Deriving conversational insights from invoices with Amazon Textract, Amazon Comprehend, and Amazon Lex
This sample is based on the blog post (Link to be specified). It shows you how to use AWS AI services to automate text data processing and insight discovery. With AWS AI services such as Amazon Textract, Amazon Comprehend and Amazon Lex, you can set up an automated serverless solution to address this requirement. We will walk you through below steps:
- Extract text from receipts or invoices in pdf or images with Amazon Textract.
- Derive insights with Amazon Comprehend.
- Interact with these insights in natural language using Amazon Lex.
This solution uses AI services, serverless technologies and managed services to implement a scalable and cost-effective architecture.
- AWS CodeStar – Sets up the web UI for the chatbot and continuous delivery pipeline.
- Amazon Cognito – Lets you add user signup, signin, and access control to your web and mobile apps quickly and easily.

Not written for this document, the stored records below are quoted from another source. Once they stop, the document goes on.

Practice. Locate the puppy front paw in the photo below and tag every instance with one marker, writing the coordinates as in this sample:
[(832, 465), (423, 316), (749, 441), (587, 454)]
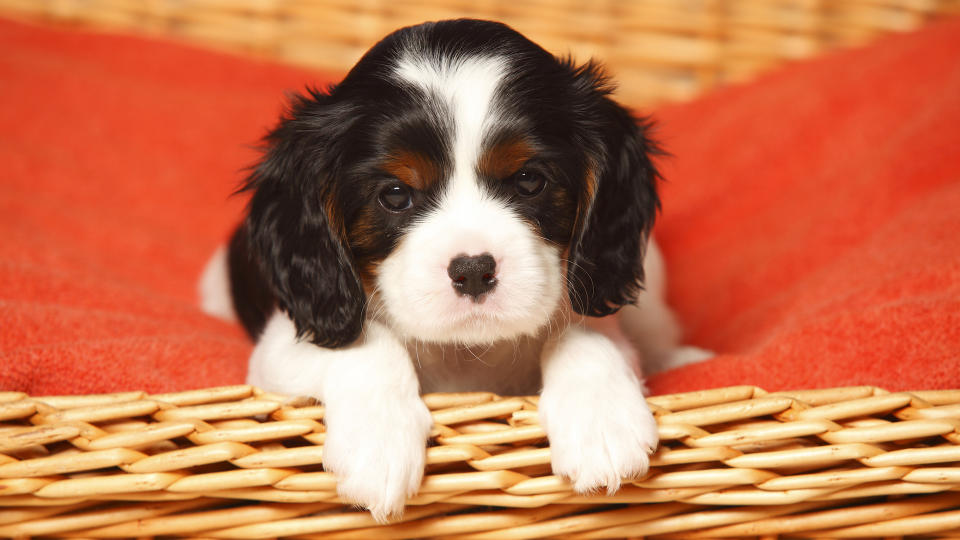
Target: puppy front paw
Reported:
[(378, 454), (597, 439)]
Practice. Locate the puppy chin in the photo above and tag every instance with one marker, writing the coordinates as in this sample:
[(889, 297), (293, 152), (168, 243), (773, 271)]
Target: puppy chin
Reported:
[(420, 303)]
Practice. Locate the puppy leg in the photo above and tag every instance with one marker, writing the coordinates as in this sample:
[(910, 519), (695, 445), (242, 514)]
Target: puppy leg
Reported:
[(593, 410), (651, 325), (377, 425)]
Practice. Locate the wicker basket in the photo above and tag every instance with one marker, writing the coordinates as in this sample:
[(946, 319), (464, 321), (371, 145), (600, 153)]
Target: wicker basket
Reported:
[(235, 462), (656, 49)]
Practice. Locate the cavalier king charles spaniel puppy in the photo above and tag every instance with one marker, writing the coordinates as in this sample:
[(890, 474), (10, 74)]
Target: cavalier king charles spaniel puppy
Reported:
[(464, 211)]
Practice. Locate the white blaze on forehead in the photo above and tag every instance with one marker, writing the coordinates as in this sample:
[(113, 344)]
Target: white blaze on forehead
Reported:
[(468, 85)]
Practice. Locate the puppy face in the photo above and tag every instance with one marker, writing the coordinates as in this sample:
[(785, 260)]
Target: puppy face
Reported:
[(460, 182)]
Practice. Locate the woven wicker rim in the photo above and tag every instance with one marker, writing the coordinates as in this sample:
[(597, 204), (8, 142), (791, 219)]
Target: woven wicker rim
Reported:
[(236, 462)]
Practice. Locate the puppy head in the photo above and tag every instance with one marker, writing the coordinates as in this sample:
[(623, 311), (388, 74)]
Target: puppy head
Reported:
[(464, 181)]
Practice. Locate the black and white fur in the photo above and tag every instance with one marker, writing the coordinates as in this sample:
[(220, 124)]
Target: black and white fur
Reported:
[(461, 212)]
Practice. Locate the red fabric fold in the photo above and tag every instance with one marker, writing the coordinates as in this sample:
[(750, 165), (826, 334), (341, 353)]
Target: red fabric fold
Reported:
[(811, 222)]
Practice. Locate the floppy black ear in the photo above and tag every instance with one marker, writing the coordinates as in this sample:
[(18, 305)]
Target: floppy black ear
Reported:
[(606, 252), (294, 226)]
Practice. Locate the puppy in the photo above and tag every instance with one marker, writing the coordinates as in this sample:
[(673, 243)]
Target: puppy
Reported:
[(442, 220)]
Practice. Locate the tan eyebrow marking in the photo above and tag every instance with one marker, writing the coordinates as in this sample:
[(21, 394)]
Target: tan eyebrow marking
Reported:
[(412, 168), (505, 158)]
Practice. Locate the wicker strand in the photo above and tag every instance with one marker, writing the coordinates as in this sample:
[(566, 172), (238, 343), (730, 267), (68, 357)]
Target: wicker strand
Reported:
[(657, 49), (236, 462)]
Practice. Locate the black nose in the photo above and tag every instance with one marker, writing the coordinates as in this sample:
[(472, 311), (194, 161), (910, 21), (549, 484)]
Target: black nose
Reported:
[(473, 275)]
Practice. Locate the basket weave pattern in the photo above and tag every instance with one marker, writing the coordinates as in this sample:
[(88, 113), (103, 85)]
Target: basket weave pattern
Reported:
[(656, 49), (236, 462)]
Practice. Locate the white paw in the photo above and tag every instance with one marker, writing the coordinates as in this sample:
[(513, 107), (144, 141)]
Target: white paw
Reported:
[(377, 452), (599, 436)]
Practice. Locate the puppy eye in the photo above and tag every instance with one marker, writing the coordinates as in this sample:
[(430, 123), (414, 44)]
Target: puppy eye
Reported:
[(396, 198), (528, 183)]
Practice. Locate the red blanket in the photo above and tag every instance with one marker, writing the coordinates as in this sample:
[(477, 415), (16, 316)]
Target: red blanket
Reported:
[(811, 219)]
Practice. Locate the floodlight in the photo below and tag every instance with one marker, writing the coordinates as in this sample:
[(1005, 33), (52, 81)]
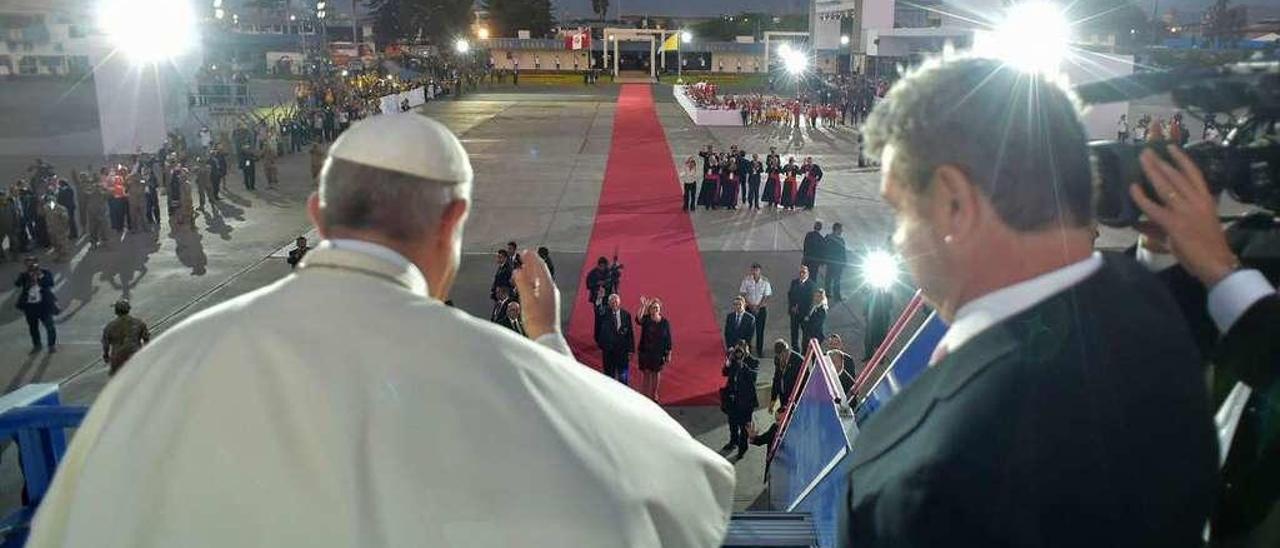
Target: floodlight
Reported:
[(1033, 36), (880, 269), (795, 62), (149, 31)]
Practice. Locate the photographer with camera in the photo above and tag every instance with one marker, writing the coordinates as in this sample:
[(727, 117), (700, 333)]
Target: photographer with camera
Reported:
[(737, 397), (1238, 323), (1065, 403)]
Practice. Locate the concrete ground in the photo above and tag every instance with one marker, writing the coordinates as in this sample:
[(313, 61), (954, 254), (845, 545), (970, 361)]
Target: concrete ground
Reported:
[(539, 158)]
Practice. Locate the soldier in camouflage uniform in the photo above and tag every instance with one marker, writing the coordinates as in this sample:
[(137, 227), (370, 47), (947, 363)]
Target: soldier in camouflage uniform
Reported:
[(123, 337), (8, 227), (58, 223), (95, 214)]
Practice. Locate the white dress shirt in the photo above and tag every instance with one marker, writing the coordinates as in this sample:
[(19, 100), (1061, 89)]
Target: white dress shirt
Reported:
[(755, 291), (1229, 298), (1002, 304)]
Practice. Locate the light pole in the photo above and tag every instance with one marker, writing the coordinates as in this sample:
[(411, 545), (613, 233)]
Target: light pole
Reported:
[(685, 37)]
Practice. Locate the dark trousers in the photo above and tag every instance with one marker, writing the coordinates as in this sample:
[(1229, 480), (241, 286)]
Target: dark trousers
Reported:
[(762, 315), (250, 177), (154, 208), (73, 225), (118, 210), (795, 332), (33, 320), (616, 365), (813, 264), (737, 434), (690, 201), (835, 272)]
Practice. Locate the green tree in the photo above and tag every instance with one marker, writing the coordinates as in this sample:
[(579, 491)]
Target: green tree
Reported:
[(511, 16), (600, 8)]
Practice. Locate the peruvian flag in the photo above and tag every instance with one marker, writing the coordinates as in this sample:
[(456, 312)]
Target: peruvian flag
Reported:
[(580, 40)]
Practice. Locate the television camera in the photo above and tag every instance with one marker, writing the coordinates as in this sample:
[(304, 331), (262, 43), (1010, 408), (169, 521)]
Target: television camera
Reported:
[(1246, 163)]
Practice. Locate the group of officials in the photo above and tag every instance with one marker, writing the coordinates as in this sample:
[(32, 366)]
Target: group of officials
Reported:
[(730, 178), (1065, 406)]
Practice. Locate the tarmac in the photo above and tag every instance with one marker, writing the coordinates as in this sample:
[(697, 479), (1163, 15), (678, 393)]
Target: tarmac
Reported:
[(539, 158)]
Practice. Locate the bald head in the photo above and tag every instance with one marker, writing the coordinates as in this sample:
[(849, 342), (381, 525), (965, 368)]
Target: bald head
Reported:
[(401, 181)]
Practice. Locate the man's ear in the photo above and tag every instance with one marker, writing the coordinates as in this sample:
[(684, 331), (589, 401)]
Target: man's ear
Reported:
[(956, 205), (451, 223)]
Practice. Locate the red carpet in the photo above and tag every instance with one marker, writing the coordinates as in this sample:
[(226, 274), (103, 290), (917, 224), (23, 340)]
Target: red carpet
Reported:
[(639, 215)]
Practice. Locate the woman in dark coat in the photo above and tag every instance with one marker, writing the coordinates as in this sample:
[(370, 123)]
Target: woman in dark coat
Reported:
[(728, 186), (772, 183), (737, 397), (816, 319), (789, 185), (654, 347), (709, 192)]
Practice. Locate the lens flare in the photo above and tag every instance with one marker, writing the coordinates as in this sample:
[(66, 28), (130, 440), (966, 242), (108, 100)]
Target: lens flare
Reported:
[(149, 31), (1034, 37), (880, 269)]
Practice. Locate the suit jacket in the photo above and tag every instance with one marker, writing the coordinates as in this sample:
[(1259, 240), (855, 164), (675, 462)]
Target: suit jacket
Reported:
[(800, 295), (785, 382), (615, 338), (814, 247), (836, 250), (48, 300), (1079, 421), (739, 330)]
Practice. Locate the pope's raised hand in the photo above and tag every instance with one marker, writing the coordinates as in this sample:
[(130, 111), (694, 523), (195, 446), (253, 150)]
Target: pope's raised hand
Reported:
[(539, 298)]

- AWS Lambda – Executes code in response to triggers such as changes in data, shifts in system state, or user actions. Because Amazon S3 can directly trigger a Lambda function, you can build a variety of real-time serverless data-processing systems.
- Amazon Lex – Provides an interface to create conversational chatbots.

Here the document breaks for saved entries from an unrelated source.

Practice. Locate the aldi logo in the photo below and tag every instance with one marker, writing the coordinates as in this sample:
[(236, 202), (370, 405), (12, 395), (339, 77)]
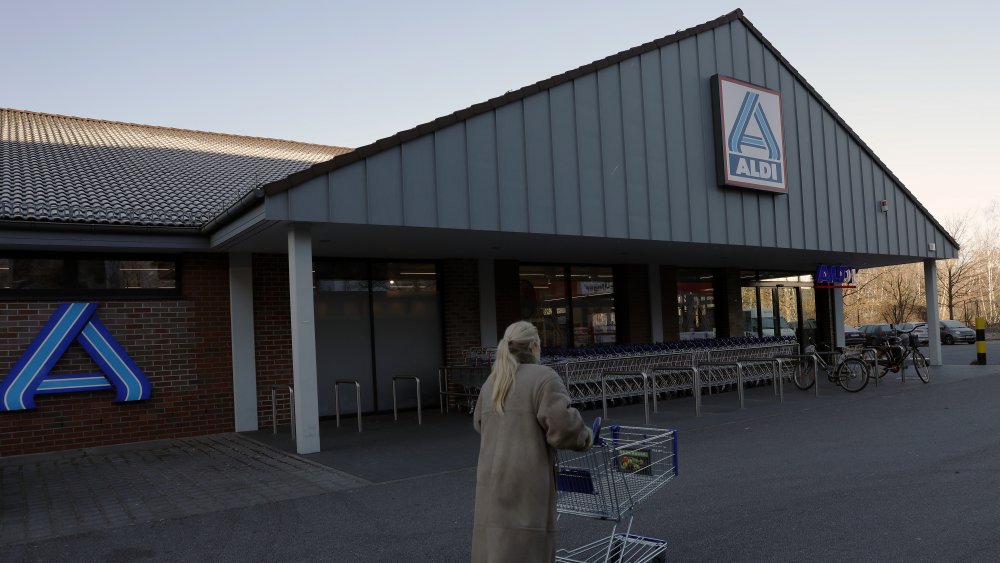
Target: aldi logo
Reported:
[(750, 135), (72, 322)]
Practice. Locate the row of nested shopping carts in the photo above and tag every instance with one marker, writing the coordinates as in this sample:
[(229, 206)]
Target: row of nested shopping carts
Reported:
[(626, 465)]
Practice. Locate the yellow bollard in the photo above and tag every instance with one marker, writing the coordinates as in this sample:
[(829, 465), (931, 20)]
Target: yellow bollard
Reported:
[(981, 341)]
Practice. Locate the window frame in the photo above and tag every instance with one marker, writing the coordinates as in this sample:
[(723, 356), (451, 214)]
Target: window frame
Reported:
[(72, 290)]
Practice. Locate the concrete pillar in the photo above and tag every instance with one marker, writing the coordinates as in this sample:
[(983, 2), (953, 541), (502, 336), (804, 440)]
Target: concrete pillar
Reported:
[(655, 304), (837, 295), (242, 336), (487, 303), (303, 338), (933, 332)]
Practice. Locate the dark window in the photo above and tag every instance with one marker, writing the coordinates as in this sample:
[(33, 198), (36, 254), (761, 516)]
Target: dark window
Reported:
[(88, 277)]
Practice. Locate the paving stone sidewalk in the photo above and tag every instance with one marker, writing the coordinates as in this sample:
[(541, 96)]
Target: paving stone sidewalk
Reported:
[(64, 493)]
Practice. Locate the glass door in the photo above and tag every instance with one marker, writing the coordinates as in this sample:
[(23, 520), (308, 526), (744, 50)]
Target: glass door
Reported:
[(343, 333), (407, 332)]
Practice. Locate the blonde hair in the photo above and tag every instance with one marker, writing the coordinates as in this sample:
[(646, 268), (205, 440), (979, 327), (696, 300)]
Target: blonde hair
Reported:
[(516, 341)]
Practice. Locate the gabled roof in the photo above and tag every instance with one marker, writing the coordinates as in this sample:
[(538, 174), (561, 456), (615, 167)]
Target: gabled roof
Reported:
[(363, 152), (75, 170)]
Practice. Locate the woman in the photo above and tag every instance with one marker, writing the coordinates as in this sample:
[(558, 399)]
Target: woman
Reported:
[(523, 416)]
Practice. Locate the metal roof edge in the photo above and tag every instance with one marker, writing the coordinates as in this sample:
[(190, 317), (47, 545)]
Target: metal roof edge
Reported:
[(857, 138)]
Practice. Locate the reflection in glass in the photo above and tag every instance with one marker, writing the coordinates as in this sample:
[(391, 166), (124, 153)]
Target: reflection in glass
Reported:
[(126, 274), (32, 273), (593, 306), (695, 304), (543, 302)]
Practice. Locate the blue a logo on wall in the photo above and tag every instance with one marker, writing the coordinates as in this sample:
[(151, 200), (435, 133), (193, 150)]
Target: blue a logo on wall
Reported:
[(750, 133), (72, 322)]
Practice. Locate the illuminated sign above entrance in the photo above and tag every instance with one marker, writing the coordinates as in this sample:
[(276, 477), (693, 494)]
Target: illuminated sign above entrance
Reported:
[(750, 135), (72, 322), (836, 277)]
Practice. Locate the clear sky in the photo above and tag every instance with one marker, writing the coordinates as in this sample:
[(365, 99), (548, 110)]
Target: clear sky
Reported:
[(917, 80)]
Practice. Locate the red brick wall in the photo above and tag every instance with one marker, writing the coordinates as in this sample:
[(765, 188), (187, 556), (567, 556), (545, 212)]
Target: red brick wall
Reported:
[(272, 319), (181, 344), (459, 294)]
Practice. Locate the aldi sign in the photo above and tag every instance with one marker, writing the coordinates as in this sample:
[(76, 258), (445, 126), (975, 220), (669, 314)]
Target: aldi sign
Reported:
[(750, 135)]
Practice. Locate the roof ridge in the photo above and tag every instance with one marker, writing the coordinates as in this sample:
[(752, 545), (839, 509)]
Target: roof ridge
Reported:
[(167, 128), (359, 153)]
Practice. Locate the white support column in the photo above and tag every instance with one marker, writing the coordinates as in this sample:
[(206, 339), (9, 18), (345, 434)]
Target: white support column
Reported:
[(487, 303), (933, 318), (303, 339), (655, 303), (838, 317), (242, 338)]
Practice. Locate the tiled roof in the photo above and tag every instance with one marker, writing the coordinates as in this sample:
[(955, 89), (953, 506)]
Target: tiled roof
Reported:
[(70, 169)]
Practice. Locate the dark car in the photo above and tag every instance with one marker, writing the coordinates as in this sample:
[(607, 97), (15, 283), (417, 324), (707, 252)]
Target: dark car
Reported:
[(852, 336), (955, 331)]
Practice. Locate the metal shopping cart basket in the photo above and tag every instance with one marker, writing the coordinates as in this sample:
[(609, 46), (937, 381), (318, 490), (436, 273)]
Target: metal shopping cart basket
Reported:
[(626, 465)]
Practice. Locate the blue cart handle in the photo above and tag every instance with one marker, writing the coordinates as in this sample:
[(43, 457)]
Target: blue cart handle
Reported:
[(597, 431)]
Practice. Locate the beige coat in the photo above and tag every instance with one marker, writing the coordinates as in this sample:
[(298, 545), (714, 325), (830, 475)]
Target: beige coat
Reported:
[(515, 518)]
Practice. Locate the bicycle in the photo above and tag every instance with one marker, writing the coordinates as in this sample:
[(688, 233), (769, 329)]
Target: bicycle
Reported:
[(850, 372), (893, 353)]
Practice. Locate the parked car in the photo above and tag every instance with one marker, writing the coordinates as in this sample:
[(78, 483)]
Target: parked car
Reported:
[(877, 333), (955, 331), (920, 330), (852, 336)]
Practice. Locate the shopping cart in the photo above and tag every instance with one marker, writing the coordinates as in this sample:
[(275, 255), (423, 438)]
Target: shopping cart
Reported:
[(626, 465)]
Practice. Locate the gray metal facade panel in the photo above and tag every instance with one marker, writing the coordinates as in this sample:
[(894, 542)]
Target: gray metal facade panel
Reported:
[(678, 195), (633, 129), (511, 174), (309, 202), (629, 151), (565, 171), (705, 168), (612, 153), (655, 143), (694, 147), (538, 164), (482, 165), (736, 203), (806, 236), (452, 177), (419, 183), (860, 202), (385, 187), (348, 194), (588, 146), (832, 182), (819, 160), (843, 186), (774, 210)]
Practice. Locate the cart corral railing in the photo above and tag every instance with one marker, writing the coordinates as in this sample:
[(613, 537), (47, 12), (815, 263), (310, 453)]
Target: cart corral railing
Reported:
[(626, 375)]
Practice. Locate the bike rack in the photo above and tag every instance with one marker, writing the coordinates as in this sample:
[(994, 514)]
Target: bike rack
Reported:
[(803, 357), (395, 414), (739, 375), (274, 407), (645, 389), (336, 398)]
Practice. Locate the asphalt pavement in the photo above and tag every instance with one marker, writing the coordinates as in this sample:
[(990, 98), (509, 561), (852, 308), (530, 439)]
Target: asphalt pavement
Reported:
[(898, 472)]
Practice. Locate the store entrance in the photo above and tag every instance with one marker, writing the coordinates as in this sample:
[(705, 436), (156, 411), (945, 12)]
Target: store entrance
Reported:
[(779, 305), (376, 321)]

- Amazon Comprehend – NLP service that uses machine learning to find insights and relationships in text.
- Amazon Textract– Uses ML to extract text and data from scanned documents in PDF, JPEG, or PNG formats.

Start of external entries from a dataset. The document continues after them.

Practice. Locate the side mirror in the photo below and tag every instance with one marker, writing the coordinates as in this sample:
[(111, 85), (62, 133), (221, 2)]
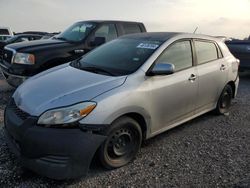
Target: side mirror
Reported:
[(98, 41), (161, 69)]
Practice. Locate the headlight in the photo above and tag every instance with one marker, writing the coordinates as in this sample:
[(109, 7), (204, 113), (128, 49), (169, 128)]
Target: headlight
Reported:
[(66, 115), (22, 58)]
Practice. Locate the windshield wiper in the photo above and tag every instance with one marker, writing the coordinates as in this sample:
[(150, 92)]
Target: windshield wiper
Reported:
[(96, 70), (61, 38)]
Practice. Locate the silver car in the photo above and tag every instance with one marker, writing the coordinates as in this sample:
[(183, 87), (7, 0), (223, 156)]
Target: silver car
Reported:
[(107, 102)]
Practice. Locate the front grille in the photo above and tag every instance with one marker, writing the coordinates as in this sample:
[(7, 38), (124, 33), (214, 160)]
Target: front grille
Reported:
[(21, 114), (7, 55)]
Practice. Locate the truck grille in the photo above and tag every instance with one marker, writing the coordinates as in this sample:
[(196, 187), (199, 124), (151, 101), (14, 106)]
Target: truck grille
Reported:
[(7, 55), (21, 114)]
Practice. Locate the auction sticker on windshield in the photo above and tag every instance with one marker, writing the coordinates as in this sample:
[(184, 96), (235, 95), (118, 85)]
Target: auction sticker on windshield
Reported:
[(148, 46)]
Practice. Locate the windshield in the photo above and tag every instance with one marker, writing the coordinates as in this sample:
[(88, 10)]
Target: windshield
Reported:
[(77, 32), (118, 57), (11, 39)]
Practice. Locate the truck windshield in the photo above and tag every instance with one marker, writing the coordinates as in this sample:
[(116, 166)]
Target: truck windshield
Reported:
[(118, 57), (77, 32)]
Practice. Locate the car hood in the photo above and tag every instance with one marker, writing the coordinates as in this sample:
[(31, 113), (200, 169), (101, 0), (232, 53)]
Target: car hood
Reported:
[(35, 45), (62, 86)]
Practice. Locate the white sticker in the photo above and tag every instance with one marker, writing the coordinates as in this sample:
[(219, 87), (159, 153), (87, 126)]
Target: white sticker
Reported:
[(148, 46)]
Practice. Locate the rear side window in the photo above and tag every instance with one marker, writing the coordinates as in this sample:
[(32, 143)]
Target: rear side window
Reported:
[(130, 28), (179, 54), (108, 31), (205, 51), (4, 32)]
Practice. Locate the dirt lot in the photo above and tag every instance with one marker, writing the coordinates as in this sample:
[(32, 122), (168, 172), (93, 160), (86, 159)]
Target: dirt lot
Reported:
[(209, 151)]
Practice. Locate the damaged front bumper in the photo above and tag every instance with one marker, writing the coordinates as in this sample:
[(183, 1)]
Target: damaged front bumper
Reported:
[(51, 152)]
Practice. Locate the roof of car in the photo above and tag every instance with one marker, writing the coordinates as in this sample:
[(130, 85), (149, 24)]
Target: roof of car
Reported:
[(115, 21), (164, 36), (24, 35)]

- Amazon Simple Storage Service (Amazon S3) – Serves as an object store for your documents and allows for central management with fine-tuned access controls.
-
README.md - this file
-
cfntemplate.yml - this file contains the AWS Serverless Application Model (AWS SAM) used by AWS CloudFormation to deploy your application.
-
AWS Lambda functions writted in Python present in src/Lambda folder for implementing calls to Amazon Textract, Amazon Comprehend and the fulfillment code for Amazon Lex
The following diagram illustrates the architecture of the solution
The architecture contains the following steps:
-
The backend user or administrator uses the AWS Management Console or AWS Command Line Interface (AWS CLI) to upload the PDF documents or images to an S3 bucket.
-
The Amazon S3 upload triggers a AWS Lambda function.
-
The Lambda function invokes an Amazon Textract StartDocumentTextDetection async API, which sets up an asynchronous job to detect text from the PDF you uploaded.
-
Amazon Textract notifies Amazon Simple Notification Service (Amazon SNS) when text processing is complete.
-
A second Lambda function gets the notification from SNS topic when the job is completed to detect text.
-
Once the lambda is notified of job completion from Amazon SNS, it calls a Amazon Textract GetDocumentTextDetection async API to receive the result from asynchronous operation and loads the results into an S3 bucket.
-
A Lambda function is used for fulfillment of the Amazon Lex intents. For a more detailed sequence of interactions please refer to the Building your chatbot step in “Deploying the Architecture with Cloudformation” section.
-
Amazon Comprehend uses ML to find insights and relationships in text. The lambda function uses boto3 APIs that Amazon Comprehend provides for entity and key phrases detection. a. In response to the Bot’s welcome message, the user types “Show me the invoice summary”, this invokes the GetInvoiceSummary Lex intent and the Lambda function uses the Amazon Comprehend DetectEntities API for fulfillment b. When the user types “Get me the invoice details”, this invokes the GetInvoiceDetails intent, Amazon Lex prompts the user to enter Invoice Number, and the Lambda function uses the Amazon Comprehend DetectEntities API to return the Invoice Details message c. When the user types “Can you show me the invoice notes for ”, this invokes the GetInvoiceNotes intent, and the Lambda function uses the Amazon Comprehend DetectKeyPhrases API to return comments associated with the invoice
-
You deploy the Lexbot Web UI in your AWS Cloudformation template by using an existing CloudFormation stack as a nested stack. To download the stack, see Deploy a Web UI for Your Chatbot. This nested stack deploys a Lex Web UI, the webpage is served as a static website from an S3 bucket. The web UI uses Amazon Cognito to generate an access token for authentication and uses AWS CodeStar to set up a delivery pipeline.The end-users interact this chatbot web UI. Please refer to this AWS github repo if you need more details on how to setup a Web UI for your Amazon Lex chatbots - https://github.com/aws-samples/aws-lex-web-ui.
This project is licensed under the Apache-2.0 License.